Although similarity search based on cross-correlations plays an important role in detecting small earthquakes and low-frequency events, its high computation cost is an obstacle for the application to large datasets. To solve this problem, Yoon et al. (2015) proposed the FAST algorithm, which applies the approximate nearest neighbor search technique using locally sensitive hashing to seismic waveforms. In this method, a binary fingerprint created from the spectrogram of a seismic waveform was mapped to a compact binary code by hash functions using random substitution. Since this hashing yields similar codes from similar waveforms, similar waveform searching become possible without similarity calculation for all combinations among targeted waveforms, reducing computing costs drastically. This approach is effective but memory-consuming because the adopted simple function needs hundreds of hashing operations to assure the accuracy of similar waveform identification. More scalable search can be achieved by using more efficient hashing functions that generate compact binary code containing rich information on seismic waveforms. Recently, in the field of image/audio retrieval problems, deep learning has been used to create such hash functions for efficient similarity search. In this study, we applied this "deep hashing" method to acoustic emission (AE) data obtained in a laboratory experiment to conduct similar event searching.

In this study, we designed a deep learning network to hash AE waveforms inspired by Huang et al. (2017), which developed a deep hashing network for similar image retrieval. We constructed a deep hash network based on 1D-CNN (one-dimensional convolutional neural network) layers, and it maps AE waveforms to a real number array in the size of 64x1. We obtained hash codes by rounding the output vectors. To train the network, we prepared many triplets, which consist of an anker sample, a positive sample similar to the anker sample, and a negative sample with features different from those of the anker. Using the triplets, we trained the network by minimizing the weighted sum of Improved Triplet Loss (Cheng et al. 2016), which controls the distance between output vectors, and other two loss functions that control other characteristics of the output vectors. The training data were prepared based on an AE catalog (consisting of 6057 events) that Tanaka et al. (2021) developed from 10 MS/s continuous AE recordings obtained in the hydraulic fracturing experiments in the laboratory by the combination of conventional auto processing techniques. In this training and the following analyses, we used waveforms recorded by 16 broadband AE sensors.

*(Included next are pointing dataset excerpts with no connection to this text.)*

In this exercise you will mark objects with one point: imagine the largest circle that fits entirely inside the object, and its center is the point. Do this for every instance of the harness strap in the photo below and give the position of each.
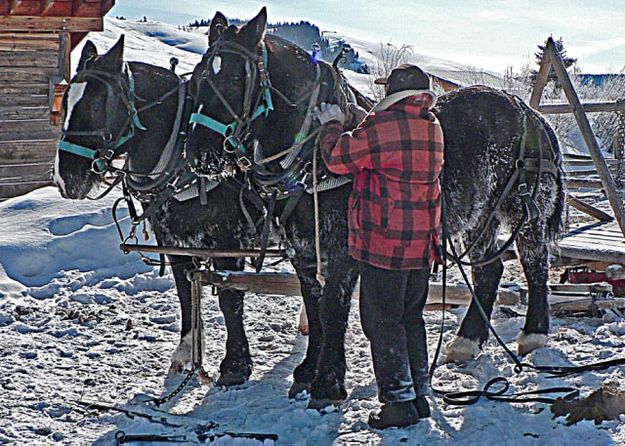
(264, 236)
(291, 204)
(85, 152)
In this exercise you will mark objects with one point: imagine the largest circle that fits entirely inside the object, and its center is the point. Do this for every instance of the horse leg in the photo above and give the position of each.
(236, 367)
(181, 358)
(473, 330)
(534, 257)
(328, 386)
(311, 292)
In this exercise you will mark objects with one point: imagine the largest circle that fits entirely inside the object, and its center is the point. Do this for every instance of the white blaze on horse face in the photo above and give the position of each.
(216, 64)
(74, 95)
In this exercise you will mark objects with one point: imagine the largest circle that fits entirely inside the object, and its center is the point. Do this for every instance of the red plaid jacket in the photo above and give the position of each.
(395, 206)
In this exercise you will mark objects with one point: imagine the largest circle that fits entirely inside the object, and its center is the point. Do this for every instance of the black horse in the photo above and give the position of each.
(245, 71)
(101, 102)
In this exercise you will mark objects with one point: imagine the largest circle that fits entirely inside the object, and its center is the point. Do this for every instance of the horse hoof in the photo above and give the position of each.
(324, 405)
(526, 343)
(461, 350)
(297, 388)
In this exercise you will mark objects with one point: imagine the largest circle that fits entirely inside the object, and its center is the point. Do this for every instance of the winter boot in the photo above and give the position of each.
(401, 414)
(422, 406)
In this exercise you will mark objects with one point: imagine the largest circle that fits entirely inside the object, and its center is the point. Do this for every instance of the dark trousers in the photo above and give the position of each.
(391, 313)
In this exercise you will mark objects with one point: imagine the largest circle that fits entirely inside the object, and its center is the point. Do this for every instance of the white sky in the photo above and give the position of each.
(491, 34)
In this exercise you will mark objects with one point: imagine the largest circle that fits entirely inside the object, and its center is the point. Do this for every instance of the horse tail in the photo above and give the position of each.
(546, 134)
(555, 222)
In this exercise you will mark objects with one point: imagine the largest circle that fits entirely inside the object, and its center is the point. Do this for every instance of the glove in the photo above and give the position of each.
(356, 113)
(329, 112)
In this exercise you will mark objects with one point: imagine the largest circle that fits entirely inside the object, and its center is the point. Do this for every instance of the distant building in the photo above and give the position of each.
(599, 80)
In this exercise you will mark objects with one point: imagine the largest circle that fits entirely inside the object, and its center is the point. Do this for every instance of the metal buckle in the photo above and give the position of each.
(244, 163)
(522, 189)
(230, 141)
(109, 154)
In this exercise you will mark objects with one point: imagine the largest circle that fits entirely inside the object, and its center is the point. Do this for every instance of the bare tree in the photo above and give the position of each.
(390, 56)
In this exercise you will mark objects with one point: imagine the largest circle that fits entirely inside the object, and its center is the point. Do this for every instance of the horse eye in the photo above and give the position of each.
(216, 65)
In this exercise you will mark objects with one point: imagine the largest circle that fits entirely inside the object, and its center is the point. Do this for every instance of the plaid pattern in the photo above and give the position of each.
(396, 157)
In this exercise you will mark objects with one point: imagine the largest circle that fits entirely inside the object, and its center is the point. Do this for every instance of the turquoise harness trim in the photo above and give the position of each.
(213, 124)
(87, 152)
(226, 130)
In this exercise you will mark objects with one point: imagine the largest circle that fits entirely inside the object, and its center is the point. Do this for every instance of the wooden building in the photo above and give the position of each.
(36, 39)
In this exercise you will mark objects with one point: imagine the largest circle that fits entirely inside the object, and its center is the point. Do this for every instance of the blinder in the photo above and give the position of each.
(236, 132)
(102, 156)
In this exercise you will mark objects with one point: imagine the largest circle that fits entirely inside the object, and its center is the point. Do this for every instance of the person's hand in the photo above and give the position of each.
(329, 112)
(357, 112)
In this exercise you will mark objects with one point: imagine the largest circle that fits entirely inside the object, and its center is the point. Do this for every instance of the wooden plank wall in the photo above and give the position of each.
(27, 140)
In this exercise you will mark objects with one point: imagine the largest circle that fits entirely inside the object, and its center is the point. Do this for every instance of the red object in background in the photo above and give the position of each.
(592, 277)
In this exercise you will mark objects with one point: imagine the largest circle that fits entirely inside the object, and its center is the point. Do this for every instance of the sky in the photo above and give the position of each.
(490, 34)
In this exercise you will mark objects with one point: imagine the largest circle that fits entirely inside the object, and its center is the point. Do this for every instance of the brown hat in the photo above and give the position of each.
(405, 77)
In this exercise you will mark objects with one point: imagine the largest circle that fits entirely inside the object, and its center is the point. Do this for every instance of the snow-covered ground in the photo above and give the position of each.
(79, 320)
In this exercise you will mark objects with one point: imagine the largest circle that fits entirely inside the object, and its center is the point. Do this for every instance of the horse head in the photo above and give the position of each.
(99, 118)
(228, 88)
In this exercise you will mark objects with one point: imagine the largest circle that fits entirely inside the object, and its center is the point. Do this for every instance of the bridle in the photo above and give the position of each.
(237, 132)
(111, 141)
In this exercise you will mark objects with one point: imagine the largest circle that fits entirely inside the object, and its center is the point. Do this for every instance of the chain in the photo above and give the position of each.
(171, 395)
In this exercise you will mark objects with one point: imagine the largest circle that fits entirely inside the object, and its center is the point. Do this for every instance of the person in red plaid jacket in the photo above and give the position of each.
(396, 157)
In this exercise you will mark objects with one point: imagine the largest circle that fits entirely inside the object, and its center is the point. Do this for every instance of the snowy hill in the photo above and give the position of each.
(80, 321)
(156, 42)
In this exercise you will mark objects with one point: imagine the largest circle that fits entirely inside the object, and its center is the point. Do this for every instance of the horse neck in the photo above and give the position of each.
(146, 146)
(292, 73)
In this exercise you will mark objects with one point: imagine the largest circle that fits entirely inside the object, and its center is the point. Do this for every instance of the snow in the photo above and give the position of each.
(79, 320)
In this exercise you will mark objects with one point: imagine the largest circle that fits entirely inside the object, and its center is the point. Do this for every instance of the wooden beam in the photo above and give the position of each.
(541, 81)
(18, 42)
(64, 56)
(590, 107)
(614, 195)
(287, 284)
(46, 6)
(588, 209)
(200, 252)
(24, 7)
(35, 23)
(59, 8)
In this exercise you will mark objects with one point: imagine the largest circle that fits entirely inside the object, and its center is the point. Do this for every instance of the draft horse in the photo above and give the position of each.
(136, 109)
(252, 98)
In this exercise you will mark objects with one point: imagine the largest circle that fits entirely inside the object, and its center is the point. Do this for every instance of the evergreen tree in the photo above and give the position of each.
(568, 62)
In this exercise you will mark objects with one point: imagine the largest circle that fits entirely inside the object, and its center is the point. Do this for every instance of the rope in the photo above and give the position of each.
(320, 277)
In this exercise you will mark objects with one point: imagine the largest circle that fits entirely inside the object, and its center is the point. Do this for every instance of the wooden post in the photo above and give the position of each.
(614, 195)
(551, 59)
(64, 56)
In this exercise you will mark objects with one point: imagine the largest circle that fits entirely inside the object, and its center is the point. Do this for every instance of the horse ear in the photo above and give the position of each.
(89, 52)
(218, 25)
(114, 59)
(254, 30)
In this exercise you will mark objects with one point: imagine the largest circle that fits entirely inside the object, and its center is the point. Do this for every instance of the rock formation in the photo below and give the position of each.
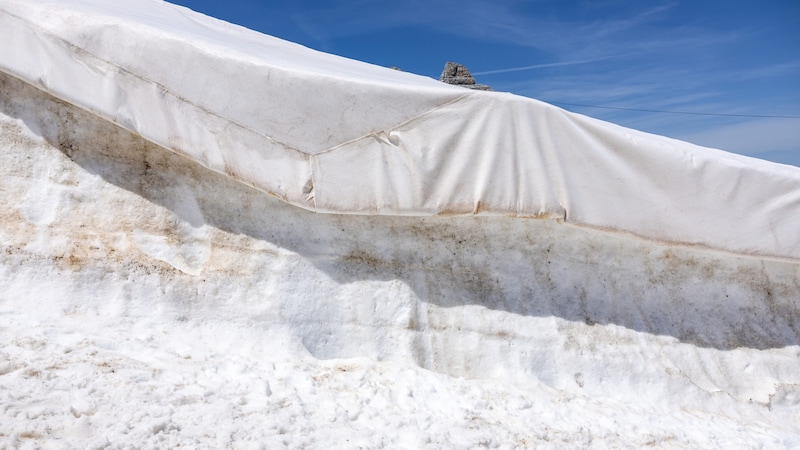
(455, 73)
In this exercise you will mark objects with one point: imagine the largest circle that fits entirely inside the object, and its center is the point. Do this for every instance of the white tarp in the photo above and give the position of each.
(334, 135)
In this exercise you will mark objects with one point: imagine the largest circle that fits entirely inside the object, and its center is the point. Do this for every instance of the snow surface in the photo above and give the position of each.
(149, 300)
(335, 135)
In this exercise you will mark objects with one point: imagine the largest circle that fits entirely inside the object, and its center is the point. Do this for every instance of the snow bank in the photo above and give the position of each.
(334, 135)
(152, 300)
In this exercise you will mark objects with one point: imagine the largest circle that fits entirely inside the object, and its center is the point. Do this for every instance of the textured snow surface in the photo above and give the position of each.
(149, 302)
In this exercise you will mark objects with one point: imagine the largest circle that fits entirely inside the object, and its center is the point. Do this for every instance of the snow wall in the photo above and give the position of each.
(129, 270)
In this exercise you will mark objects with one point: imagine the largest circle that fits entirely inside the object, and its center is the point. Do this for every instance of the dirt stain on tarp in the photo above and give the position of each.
(522, 266)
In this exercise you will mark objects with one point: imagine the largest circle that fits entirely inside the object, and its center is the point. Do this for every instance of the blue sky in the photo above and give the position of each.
(737, 59)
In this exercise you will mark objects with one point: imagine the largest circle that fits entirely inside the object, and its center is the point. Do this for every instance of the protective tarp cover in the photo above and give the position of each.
(339, 136)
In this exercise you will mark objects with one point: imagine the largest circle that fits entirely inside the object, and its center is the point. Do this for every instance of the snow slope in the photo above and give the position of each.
(149, 299)
(300, 124)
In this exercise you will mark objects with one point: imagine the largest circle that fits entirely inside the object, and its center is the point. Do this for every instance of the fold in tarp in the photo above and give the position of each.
(339, 136)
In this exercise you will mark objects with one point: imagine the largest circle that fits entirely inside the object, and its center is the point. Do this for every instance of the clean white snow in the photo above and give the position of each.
(149, 300)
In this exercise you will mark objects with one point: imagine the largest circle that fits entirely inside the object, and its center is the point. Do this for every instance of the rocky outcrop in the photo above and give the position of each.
(455, 73)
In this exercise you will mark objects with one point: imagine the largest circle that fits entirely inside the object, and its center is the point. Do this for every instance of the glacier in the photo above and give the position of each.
(216, 238)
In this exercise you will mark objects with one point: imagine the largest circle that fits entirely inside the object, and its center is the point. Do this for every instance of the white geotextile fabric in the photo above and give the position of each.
(334, 135)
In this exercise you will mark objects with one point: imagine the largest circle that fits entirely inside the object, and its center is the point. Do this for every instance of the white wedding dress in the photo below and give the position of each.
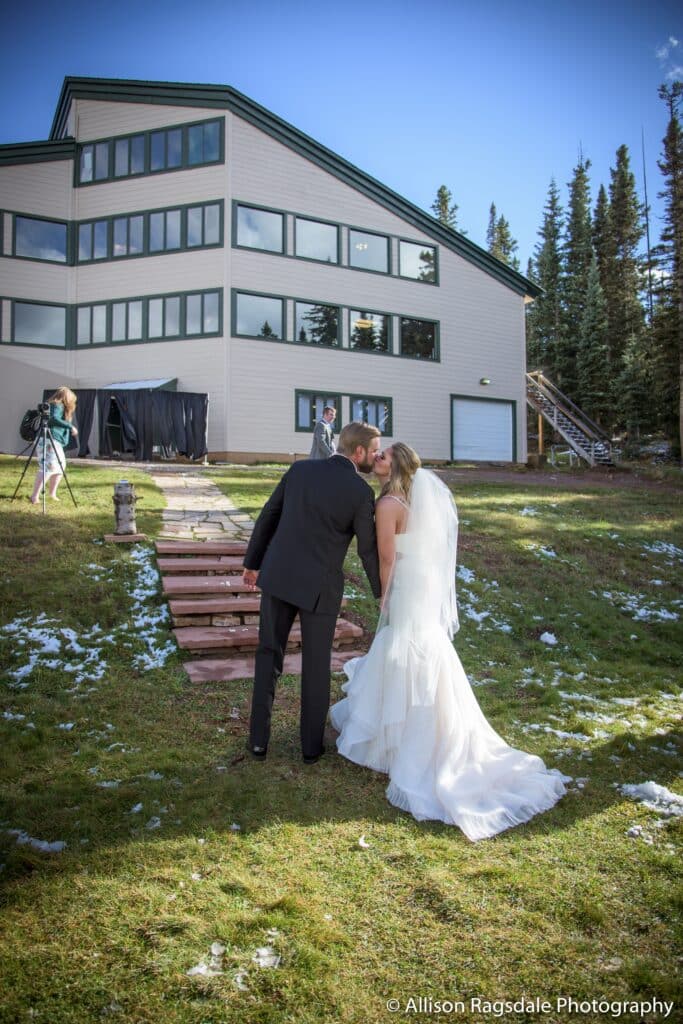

We performed similar waveform searching in the continuous waveform recordings using the hash code of the above 6057 events as templates. By applying the trained model, we first obtained hash codes for the 16-ch waveforms of the 6057 events and ~35 million windows for the 30-minute continuous record (1024-sample length with 50% overlap to neighboring windows). Next, we calculated Ds, the sum of Hamming distances (number of bits with different values between a pair of binary codes) of the 16-channel records, and extracted windows with Ds smaller than μ−6σ, where μ is average, and σ is the standard deviation of Ds distribution. Finally, we removed duplicate detections and windows with inconsistent travel times among 16 ch records, obtaining additional 16,224 events.

The total size of the 16-channel hash code for the 35 million windows was ~4.5 GB. It is easy to put all of them into a memory of a recent computing environment, allowing us to calculate Hamming distances for all combinations of the 35 million windows without additional input/output to the disk. This calculation corresponds to hashing-based autocorrelation analysis. Under 120 threads of parallelization, it took only 15.5 hours for the calculation. The suggested method is likely useful to solve template matching and autocorrelation problems, which are computationally expensive for large data sets.